I shop during non peak hours only. Lately, that's been 9am on Thursday mornings. However, that's about to change because apparently there are more unemployed people hanging out in the stores than usual lately. It was packed today. That ain't right. I've also shopped after 9pm on a Sunday. By far the best time, I'll probably return to that. Bottom line is, the only time I consider it okay to even enter a store during a peak time or during any kind of rush event, is when it's an emergency.

2. Only Two Coupons For the Same Item Per Trip

We don't have extremers here in my neck of the woods. It's not possible to do that here, so I've never seen one. However, I can only imagine that gnashing of teeth involved with being behind a person in a checkout line who's got 70 coupons for the same item. Not only that, but shelf clearing is not okay, ever. I buy two like items with coupons at one time, never more than that. If I've got more coupons and it's a great deal, I do back later for two more. Never more than two.

3. Don't.Buy.Coupons!

Most of the coupon fraud going on right now is a direct result of people purchasing coupons from clipping services and ebay. I don't do it and I don't condone it. I print my coupons (this might be changing since coupons printed at home are even harder to scan than the regular newspaper coupons) and get them from the Sunday paper. I pay for 3 Sunday papers a week. This is more than enough coupons for me.

4. Don't Stress About My Percentage Saved

Times are tough. I know that. But, you know what? Adults were saying this when I was 6. That was in 1977. Times have always been tough. That's part of life. My goal is to save money. However, my goal is not to reduce my grocery bill 90%. In fact, I almost consider that highway robbery. I'm not opposed to paying for my groceries, I would just like a moderate discount.

That said, if I happen to end up getting free stuff along the way, I consider that a win. But, I am in no way aiming for free anything. It's not really even possible here, except for maybe once in a blue moon, so, I don't sweat it.

5. Buy Only What Is On Sale

This takes time. If I had more stores to pick from, this would have been easier to do. There is an initial investment to build a stockpile. And, until you actually have a stockpile, you will be paying full price for almost everything. Meal planning based on sales works, but it can work better if you have a stockpile. Today, my shopping list is built on 85% sale items. But, I didn't start out that way. I started out buying extras of everything we use. 

If I was buying toothpaste that week, I bought two. Sometimes three. If I was buying cans of tomato sauce, I bought 5. After awhile, I noticed that since I had been building the stockpile based on our menus, I had a store built up and I could add more sale items to the list. Now, I build the list almost entirely out of sale items. The items on it that aren't on sale are usually on one of my prep lists and I need to start getting them.

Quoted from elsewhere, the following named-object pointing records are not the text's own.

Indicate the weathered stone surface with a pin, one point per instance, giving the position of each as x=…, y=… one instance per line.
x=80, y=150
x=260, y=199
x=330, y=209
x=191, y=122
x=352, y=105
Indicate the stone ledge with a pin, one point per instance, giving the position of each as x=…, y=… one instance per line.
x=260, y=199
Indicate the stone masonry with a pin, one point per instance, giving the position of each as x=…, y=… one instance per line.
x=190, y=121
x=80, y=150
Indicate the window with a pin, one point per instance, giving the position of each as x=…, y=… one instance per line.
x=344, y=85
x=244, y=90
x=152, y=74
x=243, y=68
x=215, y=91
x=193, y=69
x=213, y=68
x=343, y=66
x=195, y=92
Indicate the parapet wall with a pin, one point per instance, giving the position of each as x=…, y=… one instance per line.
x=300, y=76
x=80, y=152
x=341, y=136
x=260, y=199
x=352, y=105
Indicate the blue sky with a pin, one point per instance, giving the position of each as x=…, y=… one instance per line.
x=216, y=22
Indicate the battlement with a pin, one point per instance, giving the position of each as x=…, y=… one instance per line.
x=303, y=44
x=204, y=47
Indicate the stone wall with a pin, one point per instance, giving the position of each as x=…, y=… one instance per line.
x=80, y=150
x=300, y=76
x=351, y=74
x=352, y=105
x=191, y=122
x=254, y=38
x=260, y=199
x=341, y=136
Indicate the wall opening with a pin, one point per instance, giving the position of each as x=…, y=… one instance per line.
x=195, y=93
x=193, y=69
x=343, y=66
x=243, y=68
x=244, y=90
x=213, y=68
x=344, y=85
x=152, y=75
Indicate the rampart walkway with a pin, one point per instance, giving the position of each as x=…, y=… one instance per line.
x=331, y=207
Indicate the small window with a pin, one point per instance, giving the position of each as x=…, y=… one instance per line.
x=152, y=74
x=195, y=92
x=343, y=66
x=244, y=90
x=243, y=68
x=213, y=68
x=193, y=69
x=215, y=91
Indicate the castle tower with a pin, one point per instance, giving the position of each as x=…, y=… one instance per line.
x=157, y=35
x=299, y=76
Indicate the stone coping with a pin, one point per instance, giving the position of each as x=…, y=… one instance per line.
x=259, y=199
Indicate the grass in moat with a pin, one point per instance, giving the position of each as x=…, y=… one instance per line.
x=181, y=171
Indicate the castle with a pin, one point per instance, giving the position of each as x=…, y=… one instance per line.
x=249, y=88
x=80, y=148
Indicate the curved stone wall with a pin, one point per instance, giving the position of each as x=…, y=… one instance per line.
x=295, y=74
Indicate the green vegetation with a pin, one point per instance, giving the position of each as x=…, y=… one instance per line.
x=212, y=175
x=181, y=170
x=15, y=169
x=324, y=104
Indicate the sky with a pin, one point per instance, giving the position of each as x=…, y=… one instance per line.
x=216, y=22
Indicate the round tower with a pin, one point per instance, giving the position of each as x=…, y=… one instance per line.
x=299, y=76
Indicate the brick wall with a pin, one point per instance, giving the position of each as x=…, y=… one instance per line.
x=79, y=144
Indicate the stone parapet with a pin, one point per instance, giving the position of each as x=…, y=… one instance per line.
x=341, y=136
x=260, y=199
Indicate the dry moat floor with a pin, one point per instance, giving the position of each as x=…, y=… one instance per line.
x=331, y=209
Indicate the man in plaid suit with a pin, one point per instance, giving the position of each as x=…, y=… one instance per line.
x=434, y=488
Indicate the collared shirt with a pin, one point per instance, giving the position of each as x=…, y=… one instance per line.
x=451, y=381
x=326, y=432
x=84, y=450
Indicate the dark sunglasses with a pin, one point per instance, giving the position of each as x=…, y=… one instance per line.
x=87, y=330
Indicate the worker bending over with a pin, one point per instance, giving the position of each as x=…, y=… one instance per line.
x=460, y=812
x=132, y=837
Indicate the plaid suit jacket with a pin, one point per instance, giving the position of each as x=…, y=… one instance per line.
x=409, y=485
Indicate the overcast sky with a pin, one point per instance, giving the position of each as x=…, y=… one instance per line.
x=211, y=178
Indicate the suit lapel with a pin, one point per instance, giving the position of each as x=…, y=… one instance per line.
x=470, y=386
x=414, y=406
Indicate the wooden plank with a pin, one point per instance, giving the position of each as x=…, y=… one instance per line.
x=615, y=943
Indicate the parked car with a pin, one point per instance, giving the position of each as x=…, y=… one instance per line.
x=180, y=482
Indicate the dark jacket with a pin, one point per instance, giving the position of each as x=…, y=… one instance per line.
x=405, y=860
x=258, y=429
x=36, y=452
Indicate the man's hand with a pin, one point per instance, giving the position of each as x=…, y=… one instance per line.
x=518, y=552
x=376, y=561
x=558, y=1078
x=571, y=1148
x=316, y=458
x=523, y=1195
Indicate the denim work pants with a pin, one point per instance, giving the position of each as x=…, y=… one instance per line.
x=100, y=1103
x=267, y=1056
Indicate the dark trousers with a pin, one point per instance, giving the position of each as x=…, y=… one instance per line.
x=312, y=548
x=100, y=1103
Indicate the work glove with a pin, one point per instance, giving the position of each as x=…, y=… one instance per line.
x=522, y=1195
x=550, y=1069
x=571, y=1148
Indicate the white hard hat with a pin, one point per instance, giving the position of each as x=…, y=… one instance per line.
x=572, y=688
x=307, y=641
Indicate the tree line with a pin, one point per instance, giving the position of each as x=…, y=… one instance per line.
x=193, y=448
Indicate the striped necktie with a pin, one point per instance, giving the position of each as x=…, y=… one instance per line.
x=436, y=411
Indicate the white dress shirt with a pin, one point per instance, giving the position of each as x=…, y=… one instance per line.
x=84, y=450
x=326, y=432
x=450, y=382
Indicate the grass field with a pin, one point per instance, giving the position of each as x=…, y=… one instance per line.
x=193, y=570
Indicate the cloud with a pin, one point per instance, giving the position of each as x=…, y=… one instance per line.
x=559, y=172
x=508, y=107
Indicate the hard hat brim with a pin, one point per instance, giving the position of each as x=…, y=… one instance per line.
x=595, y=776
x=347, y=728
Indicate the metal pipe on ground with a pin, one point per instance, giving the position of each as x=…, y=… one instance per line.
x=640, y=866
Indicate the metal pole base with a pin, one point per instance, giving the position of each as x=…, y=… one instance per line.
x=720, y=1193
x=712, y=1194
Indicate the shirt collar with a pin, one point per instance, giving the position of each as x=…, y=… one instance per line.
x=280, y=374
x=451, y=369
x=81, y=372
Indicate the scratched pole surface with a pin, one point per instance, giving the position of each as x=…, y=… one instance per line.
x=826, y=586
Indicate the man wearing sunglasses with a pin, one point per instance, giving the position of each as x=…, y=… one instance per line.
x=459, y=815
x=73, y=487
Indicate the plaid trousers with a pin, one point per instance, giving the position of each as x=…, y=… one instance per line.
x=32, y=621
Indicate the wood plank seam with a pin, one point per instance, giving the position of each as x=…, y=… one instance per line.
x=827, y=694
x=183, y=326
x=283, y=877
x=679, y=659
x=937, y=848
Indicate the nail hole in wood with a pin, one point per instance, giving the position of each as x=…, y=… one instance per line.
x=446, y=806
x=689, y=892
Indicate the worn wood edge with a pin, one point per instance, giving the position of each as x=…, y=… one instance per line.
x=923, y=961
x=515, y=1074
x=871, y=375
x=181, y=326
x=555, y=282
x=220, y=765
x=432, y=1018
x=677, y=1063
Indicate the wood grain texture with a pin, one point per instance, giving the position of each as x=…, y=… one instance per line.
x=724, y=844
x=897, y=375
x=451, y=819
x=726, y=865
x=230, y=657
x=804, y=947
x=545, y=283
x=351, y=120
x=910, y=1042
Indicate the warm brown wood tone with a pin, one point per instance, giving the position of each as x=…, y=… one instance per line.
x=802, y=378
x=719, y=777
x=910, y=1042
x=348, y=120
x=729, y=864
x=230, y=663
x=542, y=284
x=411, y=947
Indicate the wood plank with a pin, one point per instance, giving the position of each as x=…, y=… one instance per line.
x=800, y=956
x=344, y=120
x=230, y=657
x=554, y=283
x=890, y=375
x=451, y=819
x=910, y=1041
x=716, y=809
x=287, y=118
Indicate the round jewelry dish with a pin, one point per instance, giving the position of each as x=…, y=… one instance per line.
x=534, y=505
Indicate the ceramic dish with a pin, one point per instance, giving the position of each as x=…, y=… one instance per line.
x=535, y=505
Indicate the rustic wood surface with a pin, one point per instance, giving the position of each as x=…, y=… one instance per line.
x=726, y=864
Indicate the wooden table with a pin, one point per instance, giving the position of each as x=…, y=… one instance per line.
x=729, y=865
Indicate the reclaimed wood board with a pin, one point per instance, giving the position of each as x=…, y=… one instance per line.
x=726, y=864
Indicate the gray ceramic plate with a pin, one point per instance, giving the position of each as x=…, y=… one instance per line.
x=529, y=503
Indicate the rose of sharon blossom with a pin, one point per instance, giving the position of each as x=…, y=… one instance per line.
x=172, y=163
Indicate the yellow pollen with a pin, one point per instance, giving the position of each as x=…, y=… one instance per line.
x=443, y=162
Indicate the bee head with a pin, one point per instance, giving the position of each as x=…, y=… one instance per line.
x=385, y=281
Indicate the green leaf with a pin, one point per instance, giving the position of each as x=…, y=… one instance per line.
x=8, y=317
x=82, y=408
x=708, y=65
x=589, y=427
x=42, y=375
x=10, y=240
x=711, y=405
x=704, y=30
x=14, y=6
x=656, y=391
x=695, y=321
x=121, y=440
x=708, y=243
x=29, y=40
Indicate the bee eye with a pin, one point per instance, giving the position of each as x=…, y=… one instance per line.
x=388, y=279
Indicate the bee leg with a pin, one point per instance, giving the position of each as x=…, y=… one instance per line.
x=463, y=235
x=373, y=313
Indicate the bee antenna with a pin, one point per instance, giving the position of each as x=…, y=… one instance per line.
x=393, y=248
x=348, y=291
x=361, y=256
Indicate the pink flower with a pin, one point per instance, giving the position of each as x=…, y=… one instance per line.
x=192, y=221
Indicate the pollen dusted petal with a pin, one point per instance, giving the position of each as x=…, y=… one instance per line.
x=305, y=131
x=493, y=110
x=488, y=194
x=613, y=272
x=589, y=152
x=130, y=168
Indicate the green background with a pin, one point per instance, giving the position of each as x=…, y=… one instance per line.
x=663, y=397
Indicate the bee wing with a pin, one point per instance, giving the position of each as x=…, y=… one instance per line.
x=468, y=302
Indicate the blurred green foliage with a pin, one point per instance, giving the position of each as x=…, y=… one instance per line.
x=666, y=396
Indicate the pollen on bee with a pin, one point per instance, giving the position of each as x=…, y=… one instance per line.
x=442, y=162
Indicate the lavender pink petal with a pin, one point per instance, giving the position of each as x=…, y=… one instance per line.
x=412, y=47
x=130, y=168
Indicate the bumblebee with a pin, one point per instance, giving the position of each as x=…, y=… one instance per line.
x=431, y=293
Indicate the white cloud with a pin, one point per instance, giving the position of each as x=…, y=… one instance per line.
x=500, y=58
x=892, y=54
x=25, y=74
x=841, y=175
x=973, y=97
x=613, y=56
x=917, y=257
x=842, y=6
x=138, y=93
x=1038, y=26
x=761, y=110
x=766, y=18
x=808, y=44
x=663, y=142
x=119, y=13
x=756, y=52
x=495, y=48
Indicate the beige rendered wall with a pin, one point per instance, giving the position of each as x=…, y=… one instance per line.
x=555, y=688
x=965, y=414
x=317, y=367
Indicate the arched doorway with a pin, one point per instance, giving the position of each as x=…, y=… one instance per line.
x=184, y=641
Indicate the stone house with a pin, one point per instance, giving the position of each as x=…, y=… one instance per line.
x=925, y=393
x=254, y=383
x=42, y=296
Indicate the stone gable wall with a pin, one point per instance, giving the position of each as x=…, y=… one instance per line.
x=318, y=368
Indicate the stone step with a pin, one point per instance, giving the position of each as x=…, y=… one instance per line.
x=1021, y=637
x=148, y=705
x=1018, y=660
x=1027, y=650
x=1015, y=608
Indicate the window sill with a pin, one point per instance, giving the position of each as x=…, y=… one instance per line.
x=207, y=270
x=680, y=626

I do my sale lists a bit differently. I can't just write down a sale item on a list and go buy it from the store it's on sale at. If I did that, I would not be saving the maximum amount of money that I could save. Instead, I add whatever is on the United Supermarket sale ad to my list. I also write down on it the price. If I can get a better deal at Walmart, then I get it there. Sometimes, I don't get the brand name that's even on sale. I get something cheaper. I was going to get the item anyway, now I'm going to get it the cheapest way I can.

Once in awhile, it happens that something is on sale and I happen to have a coupon for it. I love those times and that's the only way I use coupons. I don't use them on any full priced items. Sale items only. This means I have a lot of expired coupons that I don't get to use, but it also means that I saved when I could. Rarely, I can get cheaper store brand items for even cheaper than sale items plus the coupon. 

6. Stay the Hell Out of the Dollar General!

I used to love Dollar stores. I used to love them because everything in them was a dollar. No so anymore. Most things at Dollar General are not even as cheap as I can get them in Walmart unless they're on sale. Dollar General is like Walmart-Lite.

Secondly, our Dollar General used to occupy a large industrial type building. Then they rebuilt another building for it and moved. That building is like a match box. It's tiny! The aisle shelves are so close together that you feel like you're in the trash compactor in Star Wars! Seriously, the building isn't even 1/4th as big as the last building they were in. Why they moved, I have no idea. It was a bad idea, to say the very least. 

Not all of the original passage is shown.